Dossier

Chômage et crise économique. Le retour en grâce du secteur informel ?

Alors que le taux de chômage ne prête guère à l’optimisme, le gouvernement peine à résorber les pertes d’emploi dues à une crise économique doublée d’une conjoncture internationale déplorable. Et l’informel dans tout cela ?

Plus que jamais, les chiffres de l’emploi ou pour être plus précis ceux du chômage, donneraient du tournis et devraient constituer une forte inquiétude à tout gouvernement normalement constitué. Alors que l’exécutif a fait de l’emploi une question centrale, le chômage a pourtant atteint en 2023 un niveau inédit depuis le début de ce siècle. Une situation qui fait que le royaume souffre d’un taux de chômage de 12,9 % à un niveau presque comparable aux pires années des années 2000 (13,4 %).
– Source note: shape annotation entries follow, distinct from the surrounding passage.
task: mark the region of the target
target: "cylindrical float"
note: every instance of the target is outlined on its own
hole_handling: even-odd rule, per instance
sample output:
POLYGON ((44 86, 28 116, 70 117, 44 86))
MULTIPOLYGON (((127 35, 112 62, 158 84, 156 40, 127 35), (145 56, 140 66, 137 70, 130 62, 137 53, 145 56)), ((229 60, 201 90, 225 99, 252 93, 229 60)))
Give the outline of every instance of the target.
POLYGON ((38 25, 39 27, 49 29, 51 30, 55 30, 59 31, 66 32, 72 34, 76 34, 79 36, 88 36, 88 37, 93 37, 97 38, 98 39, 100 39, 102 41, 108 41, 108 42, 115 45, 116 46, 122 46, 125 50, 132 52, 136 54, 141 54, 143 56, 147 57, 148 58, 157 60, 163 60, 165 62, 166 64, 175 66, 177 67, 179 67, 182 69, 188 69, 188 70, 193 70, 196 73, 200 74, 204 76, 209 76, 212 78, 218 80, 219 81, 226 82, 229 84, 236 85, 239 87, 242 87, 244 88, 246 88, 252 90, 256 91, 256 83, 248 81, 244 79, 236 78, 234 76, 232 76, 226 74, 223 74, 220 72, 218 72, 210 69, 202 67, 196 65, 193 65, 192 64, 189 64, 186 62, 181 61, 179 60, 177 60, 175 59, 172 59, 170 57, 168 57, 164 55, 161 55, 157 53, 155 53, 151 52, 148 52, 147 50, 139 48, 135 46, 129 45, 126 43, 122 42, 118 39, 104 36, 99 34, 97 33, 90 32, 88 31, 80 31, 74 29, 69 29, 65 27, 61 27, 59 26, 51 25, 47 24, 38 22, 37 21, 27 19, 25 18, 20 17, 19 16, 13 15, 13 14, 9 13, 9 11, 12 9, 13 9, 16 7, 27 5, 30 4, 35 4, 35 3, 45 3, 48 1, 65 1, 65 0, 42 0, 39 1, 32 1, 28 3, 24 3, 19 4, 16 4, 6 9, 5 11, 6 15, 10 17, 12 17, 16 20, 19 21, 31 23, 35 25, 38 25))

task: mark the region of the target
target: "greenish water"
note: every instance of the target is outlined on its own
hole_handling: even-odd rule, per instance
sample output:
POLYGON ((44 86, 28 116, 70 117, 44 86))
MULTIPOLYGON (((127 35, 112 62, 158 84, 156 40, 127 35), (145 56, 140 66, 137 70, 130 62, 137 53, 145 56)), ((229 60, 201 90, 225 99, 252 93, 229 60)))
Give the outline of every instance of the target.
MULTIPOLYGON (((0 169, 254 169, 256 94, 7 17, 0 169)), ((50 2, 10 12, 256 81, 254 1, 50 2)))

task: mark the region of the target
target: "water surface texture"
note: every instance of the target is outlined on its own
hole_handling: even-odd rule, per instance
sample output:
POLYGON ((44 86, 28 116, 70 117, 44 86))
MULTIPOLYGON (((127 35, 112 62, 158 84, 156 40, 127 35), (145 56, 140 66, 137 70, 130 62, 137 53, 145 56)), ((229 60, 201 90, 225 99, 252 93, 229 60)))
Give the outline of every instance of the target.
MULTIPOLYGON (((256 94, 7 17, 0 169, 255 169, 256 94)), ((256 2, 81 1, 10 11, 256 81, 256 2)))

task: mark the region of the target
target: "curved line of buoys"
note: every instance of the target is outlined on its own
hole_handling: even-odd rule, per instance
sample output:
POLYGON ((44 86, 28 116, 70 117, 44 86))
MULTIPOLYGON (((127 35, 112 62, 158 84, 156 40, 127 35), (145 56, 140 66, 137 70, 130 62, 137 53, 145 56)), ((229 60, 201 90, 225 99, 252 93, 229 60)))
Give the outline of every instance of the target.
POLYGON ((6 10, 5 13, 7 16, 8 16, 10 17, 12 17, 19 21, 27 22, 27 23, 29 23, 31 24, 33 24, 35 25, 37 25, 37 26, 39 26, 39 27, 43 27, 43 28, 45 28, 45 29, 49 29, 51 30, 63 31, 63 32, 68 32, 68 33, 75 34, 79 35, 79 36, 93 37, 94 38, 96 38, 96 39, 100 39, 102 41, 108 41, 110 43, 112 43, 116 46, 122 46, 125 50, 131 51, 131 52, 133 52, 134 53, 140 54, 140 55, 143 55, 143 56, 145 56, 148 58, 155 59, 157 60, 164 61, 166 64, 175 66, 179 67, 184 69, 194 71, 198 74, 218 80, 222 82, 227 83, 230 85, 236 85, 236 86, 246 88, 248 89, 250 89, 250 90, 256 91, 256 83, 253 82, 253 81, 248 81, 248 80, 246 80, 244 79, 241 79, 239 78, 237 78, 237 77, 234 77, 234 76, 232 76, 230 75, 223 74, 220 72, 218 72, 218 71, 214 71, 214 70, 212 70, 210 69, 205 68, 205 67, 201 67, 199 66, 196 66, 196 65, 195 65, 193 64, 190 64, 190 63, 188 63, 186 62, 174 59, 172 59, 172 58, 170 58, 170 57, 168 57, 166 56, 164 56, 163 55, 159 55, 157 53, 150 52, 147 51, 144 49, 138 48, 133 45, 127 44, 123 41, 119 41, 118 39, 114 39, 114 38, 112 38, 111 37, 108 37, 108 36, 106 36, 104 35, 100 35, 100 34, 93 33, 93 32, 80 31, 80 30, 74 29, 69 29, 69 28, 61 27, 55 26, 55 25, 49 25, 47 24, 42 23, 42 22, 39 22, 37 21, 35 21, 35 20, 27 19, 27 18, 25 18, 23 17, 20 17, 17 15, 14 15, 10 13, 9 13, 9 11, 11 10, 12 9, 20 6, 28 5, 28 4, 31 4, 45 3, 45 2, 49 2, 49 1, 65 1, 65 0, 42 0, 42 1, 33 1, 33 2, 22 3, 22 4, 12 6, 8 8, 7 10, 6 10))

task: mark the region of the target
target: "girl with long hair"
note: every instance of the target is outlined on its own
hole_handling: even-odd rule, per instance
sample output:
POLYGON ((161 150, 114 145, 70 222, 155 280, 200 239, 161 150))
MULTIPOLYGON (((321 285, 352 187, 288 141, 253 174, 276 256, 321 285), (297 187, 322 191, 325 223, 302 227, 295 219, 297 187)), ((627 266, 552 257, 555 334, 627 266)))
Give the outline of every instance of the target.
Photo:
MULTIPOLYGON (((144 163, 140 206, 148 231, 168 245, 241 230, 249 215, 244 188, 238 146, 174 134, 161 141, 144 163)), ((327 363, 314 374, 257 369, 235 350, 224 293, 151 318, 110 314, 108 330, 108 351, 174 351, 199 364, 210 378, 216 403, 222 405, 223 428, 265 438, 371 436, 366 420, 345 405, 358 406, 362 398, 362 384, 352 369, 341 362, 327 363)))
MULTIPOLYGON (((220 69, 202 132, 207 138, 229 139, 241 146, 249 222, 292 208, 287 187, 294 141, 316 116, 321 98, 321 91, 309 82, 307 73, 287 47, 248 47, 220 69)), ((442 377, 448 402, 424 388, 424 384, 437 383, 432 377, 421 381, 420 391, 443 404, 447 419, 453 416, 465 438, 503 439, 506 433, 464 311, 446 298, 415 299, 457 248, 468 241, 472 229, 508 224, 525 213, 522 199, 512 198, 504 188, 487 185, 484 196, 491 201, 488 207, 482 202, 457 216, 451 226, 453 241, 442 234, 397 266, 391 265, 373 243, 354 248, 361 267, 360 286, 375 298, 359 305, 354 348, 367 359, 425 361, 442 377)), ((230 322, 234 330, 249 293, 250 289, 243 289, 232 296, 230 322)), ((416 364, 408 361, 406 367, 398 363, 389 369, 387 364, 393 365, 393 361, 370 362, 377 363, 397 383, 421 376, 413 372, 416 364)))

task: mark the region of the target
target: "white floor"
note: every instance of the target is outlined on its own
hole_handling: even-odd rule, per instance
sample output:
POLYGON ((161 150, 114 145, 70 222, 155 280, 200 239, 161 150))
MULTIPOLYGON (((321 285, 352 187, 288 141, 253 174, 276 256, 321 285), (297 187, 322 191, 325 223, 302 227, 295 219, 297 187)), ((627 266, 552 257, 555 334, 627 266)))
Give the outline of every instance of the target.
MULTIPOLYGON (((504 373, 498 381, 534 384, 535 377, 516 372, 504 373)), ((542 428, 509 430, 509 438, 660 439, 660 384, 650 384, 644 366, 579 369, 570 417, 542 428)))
Le coup de frein enregistré dans certains secteurs pèse lourd sur la croissance marocaine. Malgré la création de 230.000 emplois en 2021, due à un sursaut inédit de l’activité économique grevée par le lourd passif de la crise du Covid-19 qui a fait perdre au pays plus de 430.000 postes d’emploi en 2020, l’année 2023 et avant elle 2022, n’ont pas connu la reprise espérée. Les idées de l’exécutif restent intéressantes pour atténuer la crise mais le chemin qui mène au plein emploi est semé d’embuches. On peut citer à titre d’exemples la hausse du budget de l’investissement public, le lancement des programmes comme Awrach ou Forsa censés créer des opportunités d’emploi à des jeunes instruits ou sans diplôme, il y a aussi les aides directes au secteur agricole mis à mal par une sécheresse endémique qui a causé d’énormes pertes dans l’emploi rural, notamment chez les jeunes et les femmes. Près de 90% des pertes d’emplois accusées entre mars 2022 et mars 2023 sont des emplois non rémunérés.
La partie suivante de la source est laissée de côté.